Governor budgets for bridge repairs

A bridge collapse in Minnesota last summer raised concerns about the country’s aging infrastructure.

A bridge collapse in Minnesota last summer raised concerns about the country’s aging infrastructure.

This fall, the New York State Department of Transportation reported that about 12 percent of the highway bridges in the state are classified as structurally deficient, while another 26 percent are classified as functionally obsolete.

In an effort to address this issue, Gov. Eliot Spitzer’s 2008-09 state budget dedicates $140 million to upgrade state and local bridges. This project would be funded by increasing the annual auto insurance fee from $5 to $20.

Specifically, the new revenues will provide $13 million for 10 state Department of Transportation bridge maintenance crews to perform year-round bridge inspection repairs, $67 million for maintenance and capital contracts on state bridges and $60 million for capital grants to municipalities to enhance the maintenance and repair of local bridges. Overall, 339 new positions would be created to support the state and local bridge preservation program.

Steve Stallmer, executive director for member services of the New York state chapter of the Associated General Contractors of America, a group that advocates for increased spending on transportation infrastructure, said his group is awaiting more details on the budget, but “we did see some things we definitely like. The state is making a commitment to shoring up bridge conditions. We were pushing the state to take action before the Minnesota tragedy.”
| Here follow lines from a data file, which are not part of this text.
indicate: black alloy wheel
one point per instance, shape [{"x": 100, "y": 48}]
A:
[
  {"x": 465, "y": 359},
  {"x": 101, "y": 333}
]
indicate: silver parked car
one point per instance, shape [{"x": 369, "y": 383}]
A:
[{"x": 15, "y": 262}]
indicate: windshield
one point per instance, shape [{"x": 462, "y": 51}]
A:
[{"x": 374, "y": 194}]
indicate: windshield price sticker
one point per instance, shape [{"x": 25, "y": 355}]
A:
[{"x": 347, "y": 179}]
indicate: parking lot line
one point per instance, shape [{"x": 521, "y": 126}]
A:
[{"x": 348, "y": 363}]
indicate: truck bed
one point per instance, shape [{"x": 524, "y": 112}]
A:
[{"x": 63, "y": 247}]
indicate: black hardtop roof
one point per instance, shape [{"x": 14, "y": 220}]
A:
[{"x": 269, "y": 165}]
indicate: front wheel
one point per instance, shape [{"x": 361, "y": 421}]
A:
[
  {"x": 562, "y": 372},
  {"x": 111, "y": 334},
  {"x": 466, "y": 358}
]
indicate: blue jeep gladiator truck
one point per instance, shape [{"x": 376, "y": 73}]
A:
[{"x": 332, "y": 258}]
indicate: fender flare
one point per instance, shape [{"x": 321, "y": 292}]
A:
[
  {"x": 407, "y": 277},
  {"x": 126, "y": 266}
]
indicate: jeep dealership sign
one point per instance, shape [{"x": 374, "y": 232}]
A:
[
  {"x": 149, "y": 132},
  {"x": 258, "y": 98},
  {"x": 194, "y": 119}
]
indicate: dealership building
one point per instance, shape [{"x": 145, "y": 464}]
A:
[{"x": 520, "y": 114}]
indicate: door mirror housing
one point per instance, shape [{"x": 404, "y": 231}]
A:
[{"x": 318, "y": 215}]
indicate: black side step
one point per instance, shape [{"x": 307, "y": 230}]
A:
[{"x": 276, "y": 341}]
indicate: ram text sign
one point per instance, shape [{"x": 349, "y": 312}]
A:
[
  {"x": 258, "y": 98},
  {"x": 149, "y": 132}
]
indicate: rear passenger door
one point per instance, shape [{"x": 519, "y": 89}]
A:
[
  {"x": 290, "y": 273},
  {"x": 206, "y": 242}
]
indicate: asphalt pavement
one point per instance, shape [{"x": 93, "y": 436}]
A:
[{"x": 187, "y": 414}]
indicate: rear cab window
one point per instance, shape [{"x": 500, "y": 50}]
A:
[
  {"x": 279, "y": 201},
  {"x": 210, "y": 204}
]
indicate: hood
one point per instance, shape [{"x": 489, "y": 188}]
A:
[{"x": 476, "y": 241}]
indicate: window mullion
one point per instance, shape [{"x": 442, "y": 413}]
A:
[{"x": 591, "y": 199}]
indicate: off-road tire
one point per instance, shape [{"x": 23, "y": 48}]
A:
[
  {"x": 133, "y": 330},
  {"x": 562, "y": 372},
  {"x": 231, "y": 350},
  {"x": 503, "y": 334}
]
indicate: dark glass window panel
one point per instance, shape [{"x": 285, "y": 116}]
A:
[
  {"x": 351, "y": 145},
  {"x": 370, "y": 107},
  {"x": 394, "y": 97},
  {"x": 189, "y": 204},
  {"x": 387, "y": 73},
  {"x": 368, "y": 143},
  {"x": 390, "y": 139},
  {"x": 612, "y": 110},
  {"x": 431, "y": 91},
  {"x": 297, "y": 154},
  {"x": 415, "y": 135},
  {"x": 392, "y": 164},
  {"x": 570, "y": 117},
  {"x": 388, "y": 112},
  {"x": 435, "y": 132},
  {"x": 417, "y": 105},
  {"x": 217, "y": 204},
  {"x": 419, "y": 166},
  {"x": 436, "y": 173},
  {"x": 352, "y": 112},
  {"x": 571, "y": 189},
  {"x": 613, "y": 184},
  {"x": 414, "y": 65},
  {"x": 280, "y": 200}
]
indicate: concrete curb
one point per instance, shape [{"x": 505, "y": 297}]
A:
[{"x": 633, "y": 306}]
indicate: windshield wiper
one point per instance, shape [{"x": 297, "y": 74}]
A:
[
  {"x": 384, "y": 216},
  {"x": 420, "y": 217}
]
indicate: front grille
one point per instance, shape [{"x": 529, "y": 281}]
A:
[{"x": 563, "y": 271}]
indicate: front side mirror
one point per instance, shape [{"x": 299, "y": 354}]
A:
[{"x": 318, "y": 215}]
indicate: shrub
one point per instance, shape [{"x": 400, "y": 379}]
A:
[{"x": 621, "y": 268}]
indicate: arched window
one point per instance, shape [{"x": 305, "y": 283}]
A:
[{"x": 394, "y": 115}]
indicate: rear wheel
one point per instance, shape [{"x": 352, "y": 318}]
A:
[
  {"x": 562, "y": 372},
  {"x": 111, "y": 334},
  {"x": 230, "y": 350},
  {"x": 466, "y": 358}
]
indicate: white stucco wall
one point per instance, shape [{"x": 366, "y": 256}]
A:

The budget also provides $30 million to improve the speed and reliability of Amtrak connections between upstate New York and New York City. A spokesman for the state Division of Budget said the state has yet to determine exactly where those improvements will be made.

Bruce Becker, a spokesman for the Empire State Passengers Association, which advocates for fast, reliable rail service, said the group is pleased that the budget includes funding for rail service.

“There’s certainly much to be done,” he said.

Last year, the state committed $22 million to improving rail service between New York City and the Capital Region; at the Rensselaer train station, a fourth track will be added to reduce the time needed to turn trains around for the return trip downstate. Another $6 million will be spent at the Hudson train station.

“We hope [the funding in next year’s budget] will be used wisely and on other projects,” Becker said. He suggested a second track be built between Schenectady and Rensselaer to “eliminate that bottleneck.

“A prevalent problem with Amtrak is its reliability,” he said.

Becker added that the state should look at rail projects throughout the state, not just between Albany and New York City.

Overall, Spitzer’s proposed Department of Transportation budget for 2008-09 is $7.72 billion; in 2007-08, the state appropriated $7.35 billion. The proposed budget also allocates a record level of aid — $173 million — to the Metropolitan Transit Authority.